With no clear plans in place for the Mack's reconstruction, he wonders how much longer before his neighbourhood is revitalised.
"We feel as if we're in limbo," said Christopher. "They're saying the rebuild won't start until 2026 so we might be looking at 10 years. Nobody has said what's happening to ABC2 - and it was a very vibrant part of Sauchiehall Street.
"We've seen the development of an alcohol-fuelled economy creeping up from Charing Cross, retail is being forced out and I don't think that's going to be coming back.
"Part of the attraction of the building was this enormous history within it - well that's gone, all that's left is the façade. What's going to happen to the inside? That's for other people to decide but as a resident I'm not sure that's been properly answered."
Can Sauchiehall Street be saved?
With Marks & Spencer announcing the closure of their Sauchiehall Street branch, things are looking increasingly bleak for the once bustling high street.
Dozens of shops currently lie empty, which Glasgow City Council has previously attributed to "major changes in retailing" exacerbated by the pandemic.
In 2014, it was announced the area would benefit from a £1bn City Deal - which the council ambitiously hoped would boost the local economy by £2.4bn annually.
But according to Stuart Patrick, chief executive of Glasgow Chamber of Commerce, these improvements may not bear fruit for Sauchiehall Street until the Scottish government lift all Covid restrictions on businesses.

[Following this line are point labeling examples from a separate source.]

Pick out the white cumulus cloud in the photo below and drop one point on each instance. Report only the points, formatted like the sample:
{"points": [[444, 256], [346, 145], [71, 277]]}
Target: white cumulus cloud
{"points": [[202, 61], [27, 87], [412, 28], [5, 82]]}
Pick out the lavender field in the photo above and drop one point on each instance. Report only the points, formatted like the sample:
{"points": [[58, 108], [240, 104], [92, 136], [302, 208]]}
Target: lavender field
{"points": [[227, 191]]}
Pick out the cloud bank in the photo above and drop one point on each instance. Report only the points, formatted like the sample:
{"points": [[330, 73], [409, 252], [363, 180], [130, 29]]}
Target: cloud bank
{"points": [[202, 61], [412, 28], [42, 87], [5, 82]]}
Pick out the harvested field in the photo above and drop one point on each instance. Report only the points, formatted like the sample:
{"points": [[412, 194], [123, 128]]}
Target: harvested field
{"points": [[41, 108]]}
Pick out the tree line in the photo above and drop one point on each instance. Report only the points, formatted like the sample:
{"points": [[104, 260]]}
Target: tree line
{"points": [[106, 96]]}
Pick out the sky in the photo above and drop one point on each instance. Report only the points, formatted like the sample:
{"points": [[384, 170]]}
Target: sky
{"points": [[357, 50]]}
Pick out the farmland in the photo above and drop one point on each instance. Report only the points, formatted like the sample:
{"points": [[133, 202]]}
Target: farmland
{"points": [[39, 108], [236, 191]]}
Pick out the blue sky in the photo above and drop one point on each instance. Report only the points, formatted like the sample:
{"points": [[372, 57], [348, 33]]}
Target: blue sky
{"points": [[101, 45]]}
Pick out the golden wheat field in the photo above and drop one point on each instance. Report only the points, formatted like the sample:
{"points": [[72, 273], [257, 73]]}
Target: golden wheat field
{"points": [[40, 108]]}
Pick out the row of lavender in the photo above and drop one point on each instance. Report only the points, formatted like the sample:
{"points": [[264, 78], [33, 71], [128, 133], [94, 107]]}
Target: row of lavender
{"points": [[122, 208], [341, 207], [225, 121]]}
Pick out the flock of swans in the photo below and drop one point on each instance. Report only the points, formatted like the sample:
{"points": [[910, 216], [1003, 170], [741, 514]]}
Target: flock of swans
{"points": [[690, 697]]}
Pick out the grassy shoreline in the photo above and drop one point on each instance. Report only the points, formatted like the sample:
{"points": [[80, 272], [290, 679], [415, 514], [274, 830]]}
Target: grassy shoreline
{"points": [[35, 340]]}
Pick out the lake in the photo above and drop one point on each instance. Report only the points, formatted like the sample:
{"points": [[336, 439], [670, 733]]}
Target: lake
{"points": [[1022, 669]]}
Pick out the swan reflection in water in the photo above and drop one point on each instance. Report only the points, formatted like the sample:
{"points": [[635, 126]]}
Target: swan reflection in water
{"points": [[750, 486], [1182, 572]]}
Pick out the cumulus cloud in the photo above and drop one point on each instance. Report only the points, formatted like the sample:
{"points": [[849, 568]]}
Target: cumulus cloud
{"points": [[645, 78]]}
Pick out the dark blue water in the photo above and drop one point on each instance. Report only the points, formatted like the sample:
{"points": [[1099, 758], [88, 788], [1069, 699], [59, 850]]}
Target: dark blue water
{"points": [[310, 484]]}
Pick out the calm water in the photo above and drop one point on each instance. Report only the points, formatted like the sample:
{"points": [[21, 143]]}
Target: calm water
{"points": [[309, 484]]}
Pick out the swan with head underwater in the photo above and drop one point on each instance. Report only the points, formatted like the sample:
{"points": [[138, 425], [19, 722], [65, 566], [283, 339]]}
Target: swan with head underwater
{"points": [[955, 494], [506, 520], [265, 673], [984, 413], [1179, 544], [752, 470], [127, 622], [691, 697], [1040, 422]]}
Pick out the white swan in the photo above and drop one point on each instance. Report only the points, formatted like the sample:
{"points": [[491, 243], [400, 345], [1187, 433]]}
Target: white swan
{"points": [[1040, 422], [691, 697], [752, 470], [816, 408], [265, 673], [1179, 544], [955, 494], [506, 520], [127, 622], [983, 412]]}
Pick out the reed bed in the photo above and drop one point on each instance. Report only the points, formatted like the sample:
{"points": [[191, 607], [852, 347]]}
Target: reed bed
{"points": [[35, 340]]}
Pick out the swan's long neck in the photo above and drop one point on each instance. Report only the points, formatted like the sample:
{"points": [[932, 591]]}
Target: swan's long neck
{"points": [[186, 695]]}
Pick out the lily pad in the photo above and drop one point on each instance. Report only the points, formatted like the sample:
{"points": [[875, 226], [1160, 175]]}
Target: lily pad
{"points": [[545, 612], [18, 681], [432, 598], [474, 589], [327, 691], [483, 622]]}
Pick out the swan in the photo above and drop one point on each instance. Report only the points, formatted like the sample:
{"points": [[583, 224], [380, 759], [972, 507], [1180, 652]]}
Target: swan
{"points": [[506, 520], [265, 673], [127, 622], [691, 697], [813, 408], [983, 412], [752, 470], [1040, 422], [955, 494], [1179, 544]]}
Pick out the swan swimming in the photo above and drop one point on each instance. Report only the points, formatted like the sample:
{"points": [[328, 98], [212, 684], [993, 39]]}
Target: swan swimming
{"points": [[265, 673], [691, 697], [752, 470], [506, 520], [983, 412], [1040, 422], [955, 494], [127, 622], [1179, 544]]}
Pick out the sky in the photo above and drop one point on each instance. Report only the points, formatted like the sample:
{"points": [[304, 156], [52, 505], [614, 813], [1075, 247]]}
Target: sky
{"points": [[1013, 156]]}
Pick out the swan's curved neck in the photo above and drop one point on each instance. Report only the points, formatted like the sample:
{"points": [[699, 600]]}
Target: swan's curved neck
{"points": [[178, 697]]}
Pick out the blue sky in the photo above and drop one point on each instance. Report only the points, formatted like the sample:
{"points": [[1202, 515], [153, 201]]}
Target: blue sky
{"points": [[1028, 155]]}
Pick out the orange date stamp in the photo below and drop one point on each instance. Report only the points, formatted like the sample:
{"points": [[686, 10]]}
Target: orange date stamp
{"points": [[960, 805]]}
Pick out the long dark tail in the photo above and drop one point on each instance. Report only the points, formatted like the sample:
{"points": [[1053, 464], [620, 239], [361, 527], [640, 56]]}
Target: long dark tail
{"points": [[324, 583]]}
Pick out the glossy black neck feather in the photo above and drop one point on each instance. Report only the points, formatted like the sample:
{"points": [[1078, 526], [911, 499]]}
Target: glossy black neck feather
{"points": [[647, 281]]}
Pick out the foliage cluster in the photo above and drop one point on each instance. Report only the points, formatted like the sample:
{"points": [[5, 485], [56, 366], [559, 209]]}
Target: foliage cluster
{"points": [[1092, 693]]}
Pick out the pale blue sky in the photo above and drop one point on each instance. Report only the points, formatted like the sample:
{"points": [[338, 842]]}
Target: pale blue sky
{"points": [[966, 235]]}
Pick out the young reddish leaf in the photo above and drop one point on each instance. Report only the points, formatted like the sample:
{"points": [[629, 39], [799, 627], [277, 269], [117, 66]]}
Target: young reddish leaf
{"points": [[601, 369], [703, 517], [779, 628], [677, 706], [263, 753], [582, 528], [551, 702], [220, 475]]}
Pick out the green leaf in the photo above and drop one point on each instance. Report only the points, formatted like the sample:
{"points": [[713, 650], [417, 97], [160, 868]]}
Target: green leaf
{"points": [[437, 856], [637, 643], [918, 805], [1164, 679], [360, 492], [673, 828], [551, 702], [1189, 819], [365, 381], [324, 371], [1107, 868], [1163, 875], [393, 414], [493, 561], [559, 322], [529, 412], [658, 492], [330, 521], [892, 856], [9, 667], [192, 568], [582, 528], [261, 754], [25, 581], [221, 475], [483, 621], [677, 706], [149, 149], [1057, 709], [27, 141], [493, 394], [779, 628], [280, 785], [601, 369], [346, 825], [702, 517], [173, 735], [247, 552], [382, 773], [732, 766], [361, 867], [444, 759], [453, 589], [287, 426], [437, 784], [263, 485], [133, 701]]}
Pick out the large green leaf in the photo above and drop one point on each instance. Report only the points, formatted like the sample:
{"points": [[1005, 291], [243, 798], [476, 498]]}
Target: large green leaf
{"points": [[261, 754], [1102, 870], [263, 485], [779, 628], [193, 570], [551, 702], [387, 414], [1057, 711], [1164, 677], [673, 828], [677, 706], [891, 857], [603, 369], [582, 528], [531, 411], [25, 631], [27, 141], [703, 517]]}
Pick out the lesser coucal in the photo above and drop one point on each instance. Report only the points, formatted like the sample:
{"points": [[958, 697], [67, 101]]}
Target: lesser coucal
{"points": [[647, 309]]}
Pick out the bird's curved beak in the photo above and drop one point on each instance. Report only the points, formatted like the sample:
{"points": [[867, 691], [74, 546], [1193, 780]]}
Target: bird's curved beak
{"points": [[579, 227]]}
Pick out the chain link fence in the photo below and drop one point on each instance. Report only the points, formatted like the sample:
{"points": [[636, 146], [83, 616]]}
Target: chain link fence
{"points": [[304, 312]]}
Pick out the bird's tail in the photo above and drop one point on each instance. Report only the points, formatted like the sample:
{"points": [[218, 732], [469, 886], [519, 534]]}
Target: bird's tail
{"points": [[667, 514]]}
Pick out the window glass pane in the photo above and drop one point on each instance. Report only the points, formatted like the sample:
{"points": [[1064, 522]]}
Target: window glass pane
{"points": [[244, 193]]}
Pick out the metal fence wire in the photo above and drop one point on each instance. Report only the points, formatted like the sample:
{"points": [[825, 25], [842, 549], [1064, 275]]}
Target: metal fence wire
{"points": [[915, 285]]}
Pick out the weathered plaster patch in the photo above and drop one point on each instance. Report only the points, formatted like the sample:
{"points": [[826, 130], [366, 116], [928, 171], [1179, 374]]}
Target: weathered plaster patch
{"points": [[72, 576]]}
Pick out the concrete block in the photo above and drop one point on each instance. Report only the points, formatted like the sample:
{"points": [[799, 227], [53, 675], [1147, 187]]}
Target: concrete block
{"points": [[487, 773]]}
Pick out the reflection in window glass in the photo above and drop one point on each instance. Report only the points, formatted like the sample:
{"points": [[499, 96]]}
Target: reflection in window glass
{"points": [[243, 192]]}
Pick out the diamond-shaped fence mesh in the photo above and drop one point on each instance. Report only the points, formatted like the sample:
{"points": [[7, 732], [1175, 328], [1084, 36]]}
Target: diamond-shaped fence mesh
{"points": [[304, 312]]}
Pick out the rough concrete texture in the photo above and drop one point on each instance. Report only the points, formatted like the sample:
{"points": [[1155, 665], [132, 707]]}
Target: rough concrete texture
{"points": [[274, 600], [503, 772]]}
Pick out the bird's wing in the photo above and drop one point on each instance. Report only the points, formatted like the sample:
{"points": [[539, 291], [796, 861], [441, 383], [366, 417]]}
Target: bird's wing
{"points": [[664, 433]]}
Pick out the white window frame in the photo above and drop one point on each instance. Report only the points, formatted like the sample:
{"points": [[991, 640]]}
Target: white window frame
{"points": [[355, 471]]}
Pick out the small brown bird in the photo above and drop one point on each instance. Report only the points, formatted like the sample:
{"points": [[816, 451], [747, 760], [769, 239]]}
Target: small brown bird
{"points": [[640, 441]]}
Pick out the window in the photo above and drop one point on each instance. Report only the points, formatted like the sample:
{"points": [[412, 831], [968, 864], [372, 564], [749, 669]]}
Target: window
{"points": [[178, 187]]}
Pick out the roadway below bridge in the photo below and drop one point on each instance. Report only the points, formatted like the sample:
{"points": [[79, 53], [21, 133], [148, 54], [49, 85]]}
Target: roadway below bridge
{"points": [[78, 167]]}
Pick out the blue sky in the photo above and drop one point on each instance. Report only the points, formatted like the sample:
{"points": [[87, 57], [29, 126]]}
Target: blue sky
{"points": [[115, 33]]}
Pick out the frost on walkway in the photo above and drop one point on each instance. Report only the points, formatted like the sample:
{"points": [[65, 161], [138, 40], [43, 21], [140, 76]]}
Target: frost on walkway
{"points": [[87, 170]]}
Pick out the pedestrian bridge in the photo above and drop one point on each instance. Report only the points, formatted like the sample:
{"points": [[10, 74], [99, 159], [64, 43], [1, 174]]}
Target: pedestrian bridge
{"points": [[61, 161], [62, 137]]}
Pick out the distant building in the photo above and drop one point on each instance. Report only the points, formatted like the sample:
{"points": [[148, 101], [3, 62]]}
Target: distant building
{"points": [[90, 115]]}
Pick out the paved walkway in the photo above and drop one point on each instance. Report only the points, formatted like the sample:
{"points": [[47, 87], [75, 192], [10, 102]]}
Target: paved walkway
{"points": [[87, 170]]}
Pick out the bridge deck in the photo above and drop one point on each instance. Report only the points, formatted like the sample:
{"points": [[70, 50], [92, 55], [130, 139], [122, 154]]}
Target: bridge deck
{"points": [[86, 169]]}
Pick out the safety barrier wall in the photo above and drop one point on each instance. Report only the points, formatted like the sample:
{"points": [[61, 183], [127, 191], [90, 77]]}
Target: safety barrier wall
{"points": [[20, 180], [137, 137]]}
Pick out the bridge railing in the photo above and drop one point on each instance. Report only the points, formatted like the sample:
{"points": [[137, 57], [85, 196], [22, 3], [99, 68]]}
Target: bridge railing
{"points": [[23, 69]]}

He said: "It's worth remembering we've had 20 months of working from home guidance or direction and we've had empty campuses and those have both very significant impacts on the city centre, particularly on Sauchiehall Street. In December we lost 40% of normal Christmas business compared to 2019.
"When [restrictions are lifted], then we're in a position to see whether the market is likely to respond to things like the public realm investment that the city council made at the Charing Cross end of Sauchiehall Street."
As for what could persuade fresh ventures to set up shop in the area, Mr Patrick believes it's a question yet unanswered.
He added: "[The end of restrictions] also allows us to begin to explore the adaptation work that we've been doing through the city centre taskforce, which means going out into the market and saying what sorts of incentives are going to be needed - and I do think incentives are going to be needed to help repurpose those empty units."